2.8. Conditioning of linear systems#

We are ready to consider the conditioning of solving the square linear system \(\mathbf{A}\mathbf{x}=\mathbf{b}\). In this problem, the data are \(\mathbf{A}\) and \(\mathbf{b}\), and the solution is \(\mathbf{x}\). Both data and result are multidimensional, so we will use norms to measure their magnitudes.

The motivation for the definition of relative condition number in Chapter 1 was to quantify the response of the result to perturbations of the data. For simplicity, we start by allowing perturbations to \(\mathbf{b}\) only while \(\mathbf{A}\) remains fixed.

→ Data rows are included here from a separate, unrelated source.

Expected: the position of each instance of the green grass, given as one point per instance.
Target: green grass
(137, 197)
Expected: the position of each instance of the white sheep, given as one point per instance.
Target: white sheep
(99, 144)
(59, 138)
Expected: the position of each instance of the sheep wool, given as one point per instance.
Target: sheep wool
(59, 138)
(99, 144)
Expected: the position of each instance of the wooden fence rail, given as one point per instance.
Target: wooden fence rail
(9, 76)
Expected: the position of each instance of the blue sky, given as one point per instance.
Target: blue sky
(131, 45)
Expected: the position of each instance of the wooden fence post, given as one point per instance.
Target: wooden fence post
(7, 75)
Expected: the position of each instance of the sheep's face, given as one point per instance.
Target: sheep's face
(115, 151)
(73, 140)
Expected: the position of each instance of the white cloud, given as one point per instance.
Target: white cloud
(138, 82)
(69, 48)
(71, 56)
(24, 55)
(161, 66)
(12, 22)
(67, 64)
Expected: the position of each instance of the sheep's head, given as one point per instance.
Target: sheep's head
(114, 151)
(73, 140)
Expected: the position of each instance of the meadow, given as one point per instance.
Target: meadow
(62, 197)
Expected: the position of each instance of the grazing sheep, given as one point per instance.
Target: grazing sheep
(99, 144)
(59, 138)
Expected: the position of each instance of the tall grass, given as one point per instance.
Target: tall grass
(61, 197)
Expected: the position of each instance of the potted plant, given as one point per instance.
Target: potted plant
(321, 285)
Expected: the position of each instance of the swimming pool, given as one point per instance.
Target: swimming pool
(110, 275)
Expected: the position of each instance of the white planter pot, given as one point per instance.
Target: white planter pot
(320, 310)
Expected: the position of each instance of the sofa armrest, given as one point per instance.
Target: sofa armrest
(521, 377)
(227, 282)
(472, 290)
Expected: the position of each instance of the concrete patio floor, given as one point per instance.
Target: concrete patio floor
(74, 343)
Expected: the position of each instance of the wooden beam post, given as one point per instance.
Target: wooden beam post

Let \(\mathbf{A}\mathbf{x}=\mathbf{b}\) be perturbed to

\[ \mathbf{A}(\mathbf{x}+\mathbf{h}) = \mathbf{b}+\mathbf{d}.\]

The condition number should be the relative change in the solution divided by relative change in the data,

\[ \frac{\quad\dfrac{\| \mathbf{h} \| }{\| \mathbf{x} \| }\quad}{\dfrac{\| \mathbf{d} \| }{\| \mathbf{b} \|}} = \frac{\| \mathbf{h} \|\;\| \mathbf{b} \| }{\| \mathbf{d} \|\; \| \mathbf{x} \| }.\]

We can bound \(\| \mathbf{h} \|\) in terms of \(\| \mathbf{d} \|\):

\[\begin{split}\begin{split} \mathbf{A}\mathbf{x} + \mathbf{A} \mathbf{h} &= \mathbf{b} + \mathbf{d}, \\ \mathbf{A} \mathbf{h} &= \mathbf{d},\\ \mathbf{h} &= \mathbf{A}^{-1} \mathbf{d},\\ \| \mathbf{h} \| &\le \| \mathbf{A}^{-1}\| \,\| \mathbf{d} \|, \end{split}\end{split}\]

where we have applied \(\mathbf{A}\mathbf{x}=\mathbf{b}\) and (2.7.6). Since also \(\mathbf{b}=\mathbf{A}\mathbf{x}\) implies \(\| \mathbf{b} \|\le \| \mathbf{A} \|\, \| \mathbf{x} \|\), we derive

\[ \frac{\| \mathbf{h} \|\; \| \mathbf{b} \|}{\| \mathbf{d} \|\; \| \mathbf{x} \|} \le \frac{\bigl(\| \mathbf{A}^{-1} \|\, \| \mathbf{d} \|\bigr) \bigl(\| \mathbf{A} \|\,\| \mathbf{x} \|\bigr)}{\| \mathbf{d} \|\,\| \mathbf{x} \|} = \| \mathbf{A}^{-1}\| \, \| \mathbf{A} \|.\]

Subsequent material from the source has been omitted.